しかしお腹だけは丈夫なひーこがこんなになるなんて、よっぽど強いバイキンにやられたんだろうな。
ほんと他人事でよかったよ〜(^^;

 とりあえずお土産物屋に入ってみると店員がしつこくまとわり着いてきた。そうそう、これがほんとの土産物屋ってもんだ。こうなると意地でも買いたくなくなったが、一応どんなもんがあるか眺めていると、ワニ探しの時マサイ君が「これ買わない?」と言ったの同じような棍棒みたいなやつが置いてあった。
 でも仕上げは荒くていかにもお土産物用に作りましたって感じの代物だ。試しに「これ幾ら?」と聞くと、店員は待ってましたとばかりにこの棍棒の良さを力説しだした。値段が幾らなのか聞いてるんだけどねえ。
 改めて幾らか聞くと、30$!たっけ〜〜〜、そんな高いの?じゃあいらない。
でも店員は30$は安いよ、としつこい。こっちが知らないと思ってぼったくろうとしているのが見え見えだ。
 腹が立って「マサイ族はもっとちゃんとしたやつを10$でいいって言ってたぞ!」と言うと、店員も怒り出して「それはマサイ価格だ!」とわけのわからない事を言い出した。じゃあやっぱ高いんじゃないか!だったらマサイ族から買うからますますいらないよ!

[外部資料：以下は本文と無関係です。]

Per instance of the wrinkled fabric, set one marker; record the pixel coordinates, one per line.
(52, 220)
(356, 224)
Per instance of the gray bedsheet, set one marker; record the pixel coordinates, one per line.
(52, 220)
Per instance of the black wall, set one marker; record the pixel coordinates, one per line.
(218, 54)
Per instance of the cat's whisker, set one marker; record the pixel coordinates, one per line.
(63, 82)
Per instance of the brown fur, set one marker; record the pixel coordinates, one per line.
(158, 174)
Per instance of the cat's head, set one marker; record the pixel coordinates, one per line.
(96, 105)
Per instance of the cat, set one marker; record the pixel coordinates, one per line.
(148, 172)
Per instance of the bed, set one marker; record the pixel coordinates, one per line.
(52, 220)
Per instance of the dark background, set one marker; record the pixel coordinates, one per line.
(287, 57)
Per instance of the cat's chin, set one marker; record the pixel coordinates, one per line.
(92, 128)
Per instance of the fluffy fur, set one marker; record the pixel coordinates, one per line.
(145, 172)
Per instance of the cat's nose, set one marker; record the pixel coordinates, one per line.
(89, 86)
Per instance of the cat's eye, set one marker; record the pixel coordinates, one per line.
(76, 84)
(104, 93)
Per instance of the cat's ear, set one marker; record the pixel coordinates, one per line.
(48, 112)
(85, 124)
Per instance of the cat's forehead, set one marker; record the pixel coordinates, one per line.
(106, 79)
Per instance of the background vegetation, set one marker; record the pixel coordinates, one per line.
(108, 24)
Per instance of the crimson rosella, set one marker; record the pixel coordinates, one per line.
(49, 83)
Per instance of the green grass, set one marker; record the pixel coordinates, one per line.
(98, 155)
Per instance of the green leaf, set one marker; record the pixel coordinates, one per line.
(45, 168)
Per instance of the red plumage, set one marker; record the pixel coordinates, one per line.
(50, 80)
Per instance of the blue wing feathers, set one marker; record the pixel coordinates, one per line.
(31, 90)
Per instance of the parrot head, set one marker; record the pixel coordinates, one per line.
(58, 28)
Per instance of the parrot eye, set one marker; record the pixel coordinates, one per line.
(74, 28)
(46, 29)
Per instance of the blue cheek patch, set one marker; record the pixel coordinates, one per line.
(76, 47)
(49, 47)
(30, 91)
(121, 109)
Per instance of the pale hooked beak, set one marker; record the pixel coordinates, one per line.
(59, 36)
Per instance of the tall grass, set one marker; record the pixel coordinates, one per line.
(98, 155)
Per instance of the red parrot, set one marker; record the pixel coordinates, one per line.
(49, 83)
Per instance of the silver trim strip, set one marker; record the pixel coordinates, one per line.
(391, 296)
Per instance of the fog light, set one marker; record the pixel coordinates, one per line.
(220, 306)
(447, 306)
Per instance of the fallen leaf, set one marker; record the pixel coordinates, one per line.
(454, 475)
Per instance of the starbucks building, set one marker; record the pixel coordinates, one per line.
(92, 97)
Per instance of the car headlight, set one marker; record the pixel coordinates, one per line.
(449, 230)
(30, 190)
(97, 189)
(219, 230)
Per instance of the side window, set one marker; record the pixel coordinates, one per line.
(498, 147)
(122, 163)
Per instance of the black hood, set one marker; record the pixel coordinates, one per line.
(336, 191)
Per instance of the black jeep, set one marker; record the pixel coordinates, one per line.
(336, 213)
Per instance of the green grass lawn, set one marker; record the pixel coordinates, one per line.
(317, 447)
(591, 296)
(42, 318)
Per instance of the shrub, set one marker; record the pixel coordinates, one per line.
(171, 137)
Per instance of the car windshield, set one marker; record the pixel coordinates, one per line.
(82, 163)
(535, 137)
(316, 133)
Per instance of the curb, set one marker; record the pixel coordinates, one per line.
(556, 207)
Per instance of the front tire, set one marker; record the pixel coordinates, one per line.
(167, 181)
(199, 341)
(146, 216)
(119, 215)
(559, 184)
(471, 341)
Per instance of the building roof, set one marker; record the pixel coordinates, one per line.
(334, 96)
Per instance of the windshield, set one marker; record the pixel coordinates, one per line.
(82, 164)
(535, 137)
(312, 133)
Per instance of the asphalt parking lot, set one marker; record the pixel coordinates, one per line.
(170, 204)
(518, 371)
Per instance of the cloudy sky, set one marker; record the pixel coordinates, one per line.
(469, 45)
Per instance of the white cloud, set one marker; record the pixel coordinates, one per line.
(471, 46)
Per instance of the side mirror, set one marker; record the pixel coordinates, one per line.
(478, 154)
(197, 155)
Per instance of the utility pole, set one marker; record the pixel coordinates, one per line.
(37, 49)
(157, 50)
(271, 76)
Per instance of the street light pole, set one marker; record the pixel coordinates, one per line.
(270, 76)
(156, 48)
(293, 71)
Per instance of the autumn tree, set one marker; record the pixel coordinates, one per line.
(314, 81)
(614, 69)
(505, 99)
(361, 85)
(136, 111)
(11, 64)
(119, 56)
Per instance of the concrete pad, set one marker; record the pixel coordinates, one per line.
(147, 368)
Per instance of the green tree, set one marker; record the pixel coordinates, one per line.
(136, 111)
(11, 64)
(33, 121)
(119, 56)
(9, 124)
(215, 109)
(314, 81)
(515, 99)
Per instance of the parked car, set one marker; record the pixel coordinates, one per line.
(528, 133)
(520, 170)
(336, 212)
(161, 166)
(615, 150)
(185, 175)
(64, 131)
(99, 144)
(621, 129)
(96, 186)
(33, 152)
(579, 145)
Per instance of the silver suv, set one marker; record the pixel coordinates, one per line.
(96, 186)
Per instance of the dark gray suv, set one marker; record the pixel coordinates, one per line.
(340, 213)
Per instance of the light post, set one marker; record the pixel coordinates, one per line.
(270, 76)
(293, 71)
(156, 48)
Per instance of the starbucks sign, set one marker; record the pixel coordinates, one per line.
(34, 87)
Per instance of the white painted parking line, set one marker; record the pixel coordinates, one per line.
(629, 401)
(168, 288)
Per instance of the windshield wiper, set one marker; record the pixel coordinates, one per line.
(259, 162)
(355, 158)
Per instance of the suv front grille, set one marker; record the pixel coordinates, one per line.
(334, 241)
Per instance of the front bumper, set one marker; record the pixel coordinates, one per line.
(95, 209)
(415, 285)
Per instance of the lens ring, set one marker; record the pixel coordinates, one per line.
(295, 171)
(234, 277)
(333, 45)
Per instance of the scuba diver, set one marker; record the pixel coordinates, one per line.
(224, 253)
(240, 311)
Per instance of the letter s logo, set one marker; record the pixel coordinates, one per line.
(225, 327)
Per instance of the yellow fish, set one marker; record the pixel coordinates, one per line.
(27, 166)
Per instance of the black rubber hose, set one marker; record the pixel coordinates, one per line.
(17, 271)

 険悪な雰囲気になったのを期にお土産物屋を脱出。崖の所へいってグレートリフトバレーをバックに記念撮影をした。

崖を見下ろすと、茶色い大地に咲く赤い花がとても鮮やかに見える。

岩の上ではトカゲが日光浴をしていた。いままで過ごしていた自然がいっぱいの世界をあとにして
これからナイロビの街中に向かうと思うと、こういうちょっとした野生のものとの出会いが名残惜しく感じる。

 さあ、休憩時間も終わりだ。車に戻って再びナイロビに向けて出発しよう。